A large section of Battersea Fields, also known as Pig
Hill, near the Thames was acquired in 1872 by the Artizans, Labourers &General Dwellings Company for the realisation of their first socially mixed
housing estate. The estate occupies a flat area of land at the edge of the
flood plain just north of the slope rising to Clapham Common. Historically the
poorly drained common land of Battersea Fields was used for pig herding. Two
large ditches cut across to drain the land into the River Effra and Falcon
Brook.
At the same time the housing co-operative was planning
their house-building activities, the social reformer and peer, the 7th Earl of
Shaftesbury was pushing legislation through parliament to improve the living
and employment conditions of working people and was sponsoring philanthropic
efforts to provide schooling for their children. Under Shaftesbury's
guardianship new so-called Ragged Schools were established providing free
education in 1844. In 1872 Lord Shaftesbury, as president of the Ragged School
Union, laid the foundation-stone of buildings at the estate, thus giving it it's
name.
The street plan and house designs were by the Dwellings
Company's architect and surveyor, Robert Austin, formerly a carpenter with the
company. However, financial difficulties, caused by poor accounting, led to
replacement of the directors of the company and a change of approach during the
construction of the estate. The initial idea was to build small housing
projects for sale, the profits of which would be invested in larger estates of
affordable rented housing. Rents and lease prices were raised, excluding many
lower paid workers who were originally intended to benefit, and the planned
area of open space - Brassey Square in the centre of the estate- was built
over.
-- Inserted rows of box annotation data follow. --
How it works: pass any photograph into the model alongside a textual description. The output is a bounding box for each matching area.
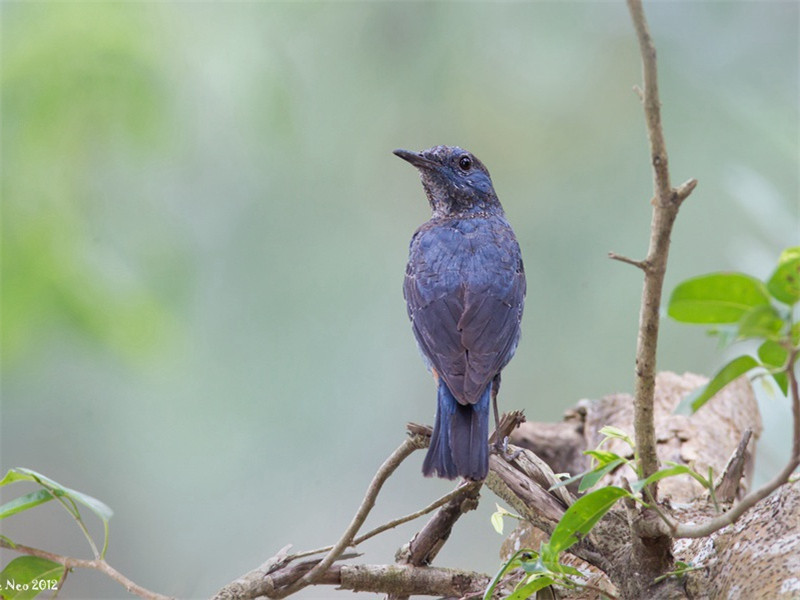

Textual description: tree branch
[673,349,800,538]
[274,435,432,598]
[625,0,697,498]
[0,538,173,600]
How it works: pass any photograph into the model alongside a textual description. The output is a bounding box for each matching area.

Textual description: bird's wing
[403,227,525,404]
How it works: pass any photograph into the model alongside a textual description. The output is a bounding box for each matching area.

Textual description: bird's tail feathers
[422,379,492,481]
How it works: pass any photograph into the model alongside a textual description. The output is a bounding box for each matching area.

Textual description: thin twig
[673,350,800,538]
[0,539,173,600]
[623,0,697,499]
[290,480,484,560]
[608,252,647,271]
[713,427,753,503]
[274,436,424,598]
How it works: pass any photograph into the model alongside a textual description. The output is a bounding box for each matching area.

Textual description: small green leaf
[583,450,625,469]
[0,556,64,600]
[491,512,503,535]
[0,467,114,558]
[578,457,628,492]
[0,490,53,519]
[667,273,769,324]
[758,340,789,396]
[676,354,760,413]
[767,246,800,305]
[547,486,630,555]
[483,548,536,600]
[505,575,553,600]
[758,340,789,369]
[739,304,786,339]
[631,463,708,492]
[600,425,636,449]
Greenery was thus limited to the small back garden and the small fruit
trees lining the streets.
The estate is located behind Lavender Hill (L). The streets are laid out
on a grid pattern of long parallel streets with shorter cross streets. At the
centre a large public garden (green outline) was planned on Brassey Square (B),
but this was built over. It is here that we find the primary school (PS), a
large former hostel (H), a block of flats (F) and a block of shops with
apartments (S). A former Victorian secondary school (SS) is located just
outside the estate.
The estate was built between 1873 and 1877 along a
grid of wide tree-lined streets and comprises about 1.200 two-storey houses
with gardens. The houses of the Shaftesbury Park Estate are of four basic types
or classes distinguished by the number of rooms. Only the highest class
originally had bathrooms. The street elevations are varied slightly to avoid
monotony, creating generally attractive street frontages in a gothic revival
style so typical of the Victorian Era.
The buildings are consistently of stock brick with red
brick dressings and pitched slate roofs, which with the common architectural
style, gives the estate a strong sense of identity and distinctiveness. The
grid layout, with streets of varying lengths but always straight (except
Eversleigh Road, which is aligned with the railway embankment), allows for easy
movement throughout the estate. There is a sense of formality in the townscape
arising from the grid layout and the repetition in the building frontages.
At present the Peabody Trust owns most of the estate,
but many homes are already privately owned, and the number keeps rising as the
Trust gradually releases more units for sale.